Neither is the author of the paper, Lord Kerr of Kinlochard, a eurosceptic. Indeed, he probably looks for his trusty cloves of garlic when any such person comes anywhere near him. His career has been entirely within the europhile establishment and like so many former Foreign and Commonwealth Office grandees, he finds it a little difficult to tell the difference between Europe (a geographic and cultural entity) and the European Union (a political construct) or to realize that the world is a little larger than either of them and Britain (including and especially Scotland) has historically looked to the rest of the world as much as it did to Europe.

So Lord Kerr's cautious admonitions are to be taken seriously. When he says that the path to EU membership for an "independent" Scotland is thorny, it is best to take note of it. When he explains all the difficulties that are likely to be encountered, including the undoubted fact that Scotland will cease to a member of the EU if it leaves the UK, Scots should pay atttention. When he then explains, quite rightly, that the membership negotiations will not depend just on Scotland, the remaining UK or Brussels but will involve all other member states whose vote will be needed in the final agreement, he shows up the superficiality of the SNP's understanding of the EU and its structures.

Tuesday, 15 July 2014

About that reshuffle

The reshuffle is the lead story in the British media and has even appeared here and there in other countries. This is the last big one, we all assume, before the General Election in May 2015 (and what Scotland's position will be by then is unclear) so, give or take a change or two, this will be the team that will be leading the Conservative Party into that battle.
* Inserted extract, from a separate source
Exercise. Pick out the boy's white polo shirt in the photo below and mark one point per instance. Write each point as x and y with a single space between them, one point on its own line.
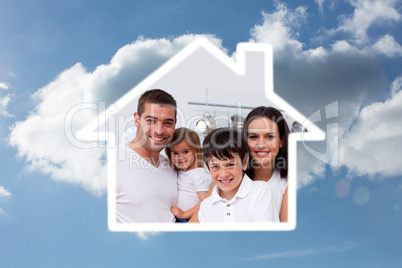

Some of the changes are not surprising. William Hague has been known as a part-time politician for some time and his departure was most likely suggested by him. He will earn a good deal more as a writer, after dinner speaker and general pundit than he does in Parliament even as Foreign Secretary though he might occasionally think back to the time when Margaret Thatcher mused about him becoming another Young Pitt. He did not. His successor, Phil Hammond, seems a little more aware of the reality of Britain's membership of the European Union.

From the point of view of the fishing industry the one departure, enforced, we are sure, that matters is of Owen Paterson from DEFRA. This is not good news. Mr Paterson made the odd mistake but he knows the countryside and refuses to go along with the fashionable views on the environment. He is also known as a man who is capable of holding independent opinions on various matters and of asking a large number of different experts on the subjects he had to deal with. His departure is seen as a sop to the Green lobby, which is rejoicing openly.

There is some silver lining for Mr Paterson: on the backbenches he will be able to speak out more openly. As a man who knows a good deal about the fishing industry and understands the pernicious and overwhelming nature of the Common Fisheries Policy, he will, we hope, make his views known in the future when he will no longer be hampered by a Cabinet position. It does not show the Prime Minister in a particularly good light, though.

Mr Paterson's successor is Elizabeth Truss, whose past experience tells us little about here ability to deal with DEFRA or with the various bits of EU legislation that her department is subjected on a daily basis.

So far as we can tell at this stage, fisheries will remain in the hands of George Eustice, a man who appears to believe in the teeth of all evidence that the so-called reforms of the CFP are genuine changes in a policy that cannot be changed without being dismantled. He also seems unaware of the fact that food labelling is wholly an EU competence. Maybe he is just pretending to b ignorant.